Tuesday, June 28, 2011

Did someone say secondary index??

Secondary Index

"last but not the least!!"  is what i would say when it comes to secondary index.  This  is very much true since secondary index is concept when it comes to handy when others doesn't!

A secondary index is one which provides alternate access paths to the data  thus helping in speeding of the queries.They are usually defined on columns which are more frequently used rather than PI column in joining condition.

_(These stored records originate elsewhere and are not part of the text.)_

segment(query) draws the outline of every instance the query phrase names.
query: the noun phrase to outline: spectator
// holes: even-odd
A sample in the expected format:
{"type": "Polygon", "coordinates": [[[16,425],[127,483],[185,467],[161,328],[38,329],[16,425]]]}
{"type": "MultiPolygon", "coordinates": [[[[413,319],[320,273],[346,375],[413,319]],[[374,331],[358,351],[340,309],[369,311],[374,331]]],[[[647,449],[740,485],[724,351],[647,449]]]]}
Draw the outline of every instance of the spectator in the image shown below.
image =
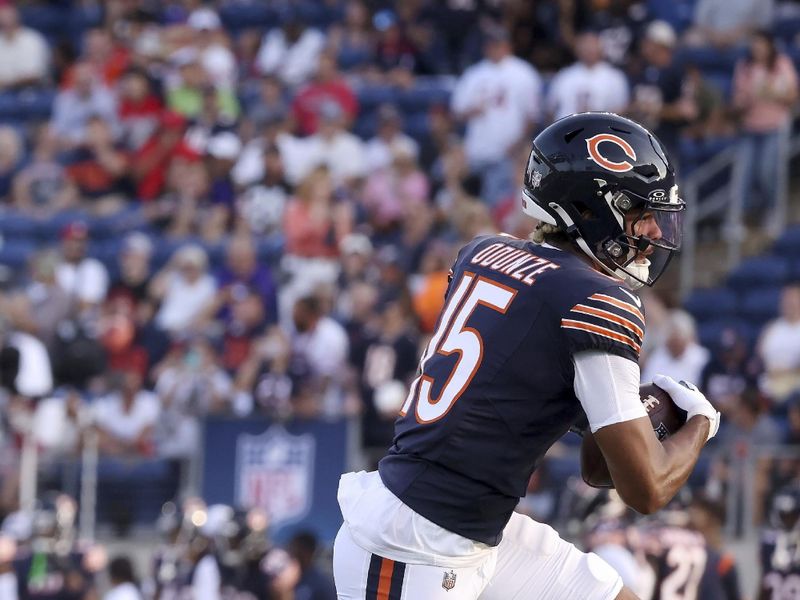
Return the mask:
{"type": "Polygon", "coordinates": [[[416,146],[395,141],[388,167],[373,171],[364,186],[364,206],[376,232],[391,231],[407,214],[428,203],[428,178],[417,165],[416,146]]]}
{"type": "Polygon", "coordinates": [[[628,106],[625,75],[603,60],[600,36],[584,31],[575,39],[578,61],[561,69],[550,84],[547,106],[553,119],[589,110],[623,112],[628,106]]]}
{"type": "Polygon", "coordinates": [[[344,21],[328,31],[328,46],[345,71],[368,66],[374,52],[375,34],[370,27],[369,10],[361,0],[350,0],[344,21]]]}
{"type": "Polygon", "coordinates": [[[631,73],[629,113],[653,129],[671,157],[680,157],[681,129],[697,118],[699,107],[686,93],[685,70],[675,59],[677,35],[666,21],[647,26],[631,73]]]}
{"type": "Polygon", "coordinates": [[[489,32],[484,55],[458,80],[452,109],[467,122],[467,160],[483,177],[483,201],[493,205],[513,189],[509,157],[540,118],[542,84],[533,67],[511,53],[505,31],[489,32]]]}
{"type": "Polygon", "coordinates": [[[13,395],[39,399],[53,390],[53,371],[44,344],[0,319],[0,385],[13,395]]]}
{"type": "MultiPolygon", "coordinates": [[[[367,174],[364,142],[345,129],[345,114],[335,102],[323,101],[319,106],[317,133],[306,138],[305,154],[307,173],[309,167],[325,165],[334,184],[363,177],[367,174]]],[[[296,157],[298,160],[300,156],[296,157]]]]}
{"type": "Polygon", "coordinates": [[[233,406],[236,414],[253,410],[277,420],[292,416],[294,382],[289,376],[291,342],[279,327],[256,338],[236,370],[233,406]]]}
{"type": "Polygon", "coordinates": [[[72,311],[71,298],[56,280],[58,262],[53,250],[36,253],[30,260],[30,283],[2,302],[2,313],[14,327],[36,336],[50,351],[59,324],[72,311]]]}
{"type": "Polygon", "coordinates": [[[22,166],[23,154],[17,130],[9,125],[0,126],[0,202],[11,200],[12,182],[22,166]]]}
{"type": "Polygon", "coordinates": [[[94,67],[75,65],[74,85],[58,93],[53,104],[51,126],[63,149],[72,149],[86,141],[87,126],[100,118],[111,127],[112,137],[120,133],[114,94],[97,80],[94,67]]]}
{"type": "Polygon", "coordinates": [[[344,115],[343,125],[349,127],[358,114],[358,101],[347,81],[341,76],[331,52],[319,56],[314,78],[292,101],[292,115],[301,135],[311,135],[319,129],[319,109],[323,102],[338,105],[344,115]]]}
{"type": "Polygon", "coordinates": [[[300,564],[300,581],[294,588],[295,598],[336,600],[330,575],[315,566],[317,538],[313,533],[296,533],[289,540],[289,554],[300,564]]]}
{"type": "Polygon", "coordinates": [[[194,48],[182,48],[174,57],[178,83],[167,92],[167,106],[189,119],[200,116],[208,106],[228,122],[239,117],[239,101],[233,90],[215,86],[200,63],[194,48]]]}
{"type": "Polygon", "coordinates": [[[764,214],[770,215],[777,201],[782,134],[790,127],[798,98],[797,72],[791,59],[778,52],[772,36],[759,32],[750,42],[750,57],[736,65],[733,87],[743,129],[742,198],[750,211],[767,209],[764,214]],[[761,192],[760,206],[753,201],[753,183],[761,192]]]}
{"type": "Polygon", "coordinates": [[[724,411],[734,396],[756,385],[759,374],[758,361],[750,356],[747,341],[731,327],[720,335],[698,385],[714,406],[724,411]]]}
{"type": "MultiPolygon", "coordinates": [[[[111,88],[128,68],[130,54],[125,46],[114,43],[109,31],[100,28],[90,29],[84,37],[81,61],[91,65],[98,80],[111,88]]],[[[74,85],[75,69],[73,66],[64,73],[62,88],[74,85]]]]}
{"type": "Polygon", "coordinates": [[[233,370],[247,355],[250,340],[278,320],[276,285],[272,272],[258,263],[252,238],[228,242],[226,266],[217,276],[218,291],[206,309],[224,327],[222,361],[233,370]]]}
{"type": "Polygon", "coordinates": [[[394,422],[414,377],[419,349],[407,302],[392,300],[377,312],[377,327],[351,353],[360,374],[362,444],[374,464],[392,444],[394,422]]]}
{"type": "Polygon", "coordinates": [[[66,169],[56,160],[57,140],[45,126],[36,135],[30,162],[17,173],[12,183],[13,203],[28,215],[47,217],[74,207],[77,189],[67,178],[66,169]]]}
{"type": "Polygon", "coordinates": [[[272,75],[263,77],[259,82],[256,101],[247,108],[247,118],[255,131],[263,133],[270,125],[284,121],[288,114],[289,105],[280,79],[272,75]]]}
{"type": "Polygon", "coordinates": [[[339,243],[350,233],[351,220],[348,207],[334,203],[325,168],[314,170],[297,187],[283,218],[286,245],[282,267],[292,277],[281,290],[282,319],[296,298],[336,280],[339,243]]]}
{"type": "Polygon", "coordinates": [[[136,196],[144,202],[157,198],[164,190],[167,172],[177,156],[194,152],[183,141],[186,120],[178,113],[161,113],[158,128],[131,156],[131,175],[136,196]]]}
{"type": "Polygon", "coordinates": [[[763,389],[776,403],[800,389],[800,285],[781,294],[780,316],[768,323],[758,341],[764,363],[763,389]]]}
{"type": "Polygon", "coordinates": [[[142,69],[126,71],[119,85],[120,139],[128,150],[137,151],[155,133],[163,106],[142,69]]]}
{"type": "Polygon", "coordinates": [[[162,412],[155,430],[158,454],[191,459],[200,443],[200,419],[226,412],[233,396],[231,378],[201,336],[176,344],[153,374],[162,412]]]}
{"type": "MultiPolygon", "coordinates": [[[[276,232],[283,223],[283,211],[291,188],[286,182],[280,150],[270,145],[263,152],[263,178],[247,187],[236,199],[234,230],[248,234],[276,232]]],[[[236,176],[236,167],[232,175],[236,176]]]]}
{"type": "Polygon", "coordinates": [[[129,558],[125,556],[112,558],[108,564],[108,578],[111,589],[103,596],[103,600],[142,600],[129,558]]]}
{"type": "Polygon", "coordinates": [[[78,312],[99,307],[108,293],[108,271],[99,260],[86,255],[88,242],[89,229],[81,221],[73,221],[61,231],[56,281],[78,312]]]}
{"type": "Polygon", "coordinates": [[[414,158],[419,156],[417,142],[403,133],[400,112],[391,104],[382,104],[378,107],[378,133],[365,147],[369,171],[389,167],[394,159],[395,148],[410,150],[414,158]]]}
{"type": "Polygon", "coordinates": [[[390,84],[408,87],[419,67],[419,49],[406,34],[394,11],[379,11],[372,18],[377,32],[374,60],[390,84]]]}
{"type": "Polygon", "coordinates": [[[642,368],[642,381],[653,381],[655,375],[667,375],[676,381],[700,381],[709,352],[697,343],[694,320],[682,311],[669,315],[667,338],[655,348],[642,368]]]}
{"type": "Polygon", "coordinates": [[[143,233],[128,234],[122,241],[119,253],[119,276],[114,282],[109,296],[123,296],[136,307],[137,321],[144,324],[153,316],[148,294],[152,276],[150,260],[153,256],[153,243],[143,233]]]}
{"type": "Polygon", "coordinates": [[[315,296],[300,298],[292,311],[291,372],[302,381],[295,400],[301,415],[340,415],[347,366],[347,333],[327,316],[315,296]]]}
{"type": "MultiPolygon", "coordinates": [[[[335,312],[340,320],[348,321],[357,316],[354,295],[359,284],[374,281],[374,270],[371,269],[373,255],[372,242],[363,233],[351,233],[339,244],[341,253],[341,273],[337,280],[339,291],[335,312]]],[[[371,312],[371,311],[367,311],[371,312]]],[[[360,316],[366,316],[363,313],[360,316]]]]}
{"type": "Polygon", "coordinates": [[[217,88],[234,89],[236,57],[226,43],[217,13],[210,8],[198,8],[192,11],[186,23],[195,31],[193,41],[200,53],[200,65],[211,84],[217,88]]]}
{"type": "Polygon", "coordinates": [[[772,24],[773,0],[700,0],[686,42],[728,49],[747,43],[750,35],[772,24]]]}
{"type": "Polygon", "coordinates": [[[99,117],[86,124],[86,137],[70,154],[67,177],[81,195],[91,200],[91,209],[108,214],[119,211],[120,194],[129,191],[128,158],[114,143],[111,127],[99,117]]]}
{"type": "Polygon", "coordinates": [[[208,274],[208,255],[202,247],[189,244],[175,251],[169,263],[153,278],[150,295],[161,306],[156,325],[173,335],[191,331],[216,293],[214,278],[208,274]]]}
{"type": "Polygon", "coordinates": [[[311,78],[324,46],[322,32],[292,15],[282,28],[267,32],[256,62],[265,75],[277,75],[287,86],[296,87],[311,78]]]}
{"type": "Polygon", "coordinates": [[[142,388],[142,375],[127,369],[113,375],[112,391],[94,404],[100,452],[110,456],[149,457],[159,420],[158,397],[142,388]]]}
{"type": "Polygon", "coordinates": [[[45,83],[49,55],[42,34],[20,24],[16,6],[0,6],[0,89],[45,83]]]}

A secondary index can be defined as unique secondary index or non unique secondary index.
CREATE UNIQUE INDEX (Columns) ON dbname.tablename ;
This creates Unique secondary index on Employees table

CREATE INDEX (Columns) ON dbname.tablename ;
This creates non unique secondary index on employees table.

A worthy tip:
Please make sure to use naming for index when multiple columns are defined  . It would be easy to drop a index  on that table just by using indexname,
create index SI_emp (firstname,lastname) from employees;  --- index created as SI_emp for table employees
Drop index SI_emp on employees;     --- easy to drop index by giving index name

So what exactly does this Secondary index do?? Does it hash the data values based on secondary index and redistribute data? No. It doesn't'

It just creates a subtable for defined secondary index , which contains there columns
-secondary index value
-secondary index rowid (hashed value for SI)
-hash value for primary index(pointing to target amp)

This  subtable is created on each amp  which in turn points to target AMP.   Hence Secondary index can be TWO amp operation for USI and MANY amp operation for NUSI.  So whenever a SI column is used in a query,  based on that column  optimizer quickly reaches subtable by way  of  row hash generated for SI value and using PI row id corresponding to it,  .it would reach target amp.

The secondary index Sub table is key to alternate access paths provided in teradata. With this benefit we end up paying  the price for extra perm space consumed by subtables and overhead for their maintenance. So think wisely before going for Secondary index or use the beauty of dynamic secondary index concept which supports creation of Secondary index when required and dropping of it when not used hence saving considerable amount of space,

I want to share one of the scenarios where we had a table with set of date columns and Only PI defined on that table,  A query was run on particular  date range of that table ,which went on for full table scan taking more than 4 hours to complete. 
so decided to focus on this date column since it looked like  main culprit for performance issue.
Two things strike my mind when date column came into Picture . Should i go for PPI or SI??

1.  In case of PPI,
create table with PPI and repopulate data .  But this adds to overhead since there was  addition of 2 bytes to every row increasing  size of the table by 2*n rows.
Second issue was PPI causing redistribution of PI in partitions resulting in Primary index based queries taking more than normal time.   Joins happening on PPI columns to non PPI table would result in sliding window join which would further decrease the performance.

Most important of all, how frequently was this date column used in queries  .  Since  frequency of usage  was less and seeing drawbacks of PPI , i decided to go on with Secondary index which could be created any time and dropped any time.

Since  date column  is range based , I created value ordered secondary index as follows
create index (date-column) order by values on employees ;

Stats were collected on to ensure  optimizer to pick secondary index.  I could see the performance improvement in query after creation of valued ordered NUSI . Please note that Value ordered secondary index can be created only  as NUSI  and supports date, int,decimal upto 4 bytes.

Please make sure to collect stats on secondary index since optimizer might have to decide whether reading SI subtable is faster than  going for full table scan ( reading all the amps)

I want to point out some Limitations of secondary index
1. Secondary index is not compatible with fastload  as there is overhead for fastload on duplicate secondary index checking with subtable creation
Drop SI before doing fastload on that table and then recreate them,
2.   Table can have upto 32 secondary indices in teradata
3. Multicolumn secondary index can have upto 16 columns defined in a index
4. USI is not supported on Multiload, but NUSI is supported by multiload
5. USI cannot be created on table which already has duplicate data in columns to be defined as  part of USI.
6. SI cannot be created on column which is  already defined as PI.